Since the discovery of DNA as the material encoding our genetic blueprint, scientists had wanted to study and exploit this complicated molecule to improve human health.  They needed a lot of material, however, and cells contain only a minute amount of DNA.  In theory, scientists knew how to “amplify” DNA, effectively replicating what goes on in the cells of living creatures.  They could unravel the DNA and use enzymes that occur in all DNA, called polymerases, which act like photocopiers, to generate many copies of a tiny piece of DNA.  Unfortunately, the way to unravel (or denature) the DNA in the lab is to subject it to very high temperatures, but the polymerase enzymes stopped working or fell apart at those temperatures.  Scientists could keep adding fresh enzyme, but it was a laborious and inefficient process.

The first time I ever did what is called a polymerase chain reaction (PCR) I had to manually add new polymerase every cycle. It would often take 20-30 cycles to get enough DNA amplified. Lots of time and lots of expense.

The citation continues:

Brock and Hudson’s discovery provided a key solution to this problem.  Like most organisms, Thermus aquaticus contained DNA and therefore also had the complement of enzymes needed to replicate that DNA, including polymerase.  Because the bacteria were adapted to living in water at extremely high, near boiling, temperatures, Taq polymerase could take the heat, remaining active at the temperature used to denature DNA.  In 1983, Nobel Prize winning biochemist Kary Mullis exploited this attribute of Taq to create a technology called the polymerase chain reaction (PCR), which allowed generation of unlimited copies of any fragment of DNA, large or small.  Six years later, the journal Science named Taq polymerase the “Molecule of the Year.”  In 2007, a publication on the history of PCR produced by the American Association for the Advancement of Science noted that “few technologies in the life sciences can claim to have been as pivotal as [PCR].”

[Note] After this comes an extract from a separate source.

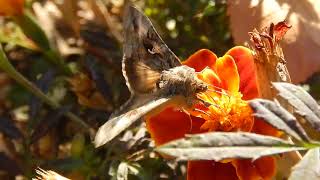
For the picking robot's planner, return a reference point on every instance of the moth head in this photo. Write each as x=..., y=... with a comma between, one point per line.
x=201, y=86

No more having to add more enzyme every cycle.  PCR won a Nobel Prize for Mullis. PCR virtually made everything modern biotechnology has done possible. Heat-stable polymerases helped generate the original draft of the human genome.

New drugs and new vaccines are here today because those two guys identified a heat-loving bacteria.

Glad to see they are getting recognized for that. And a great example of how government-funded basic research can have huge impacts on us all.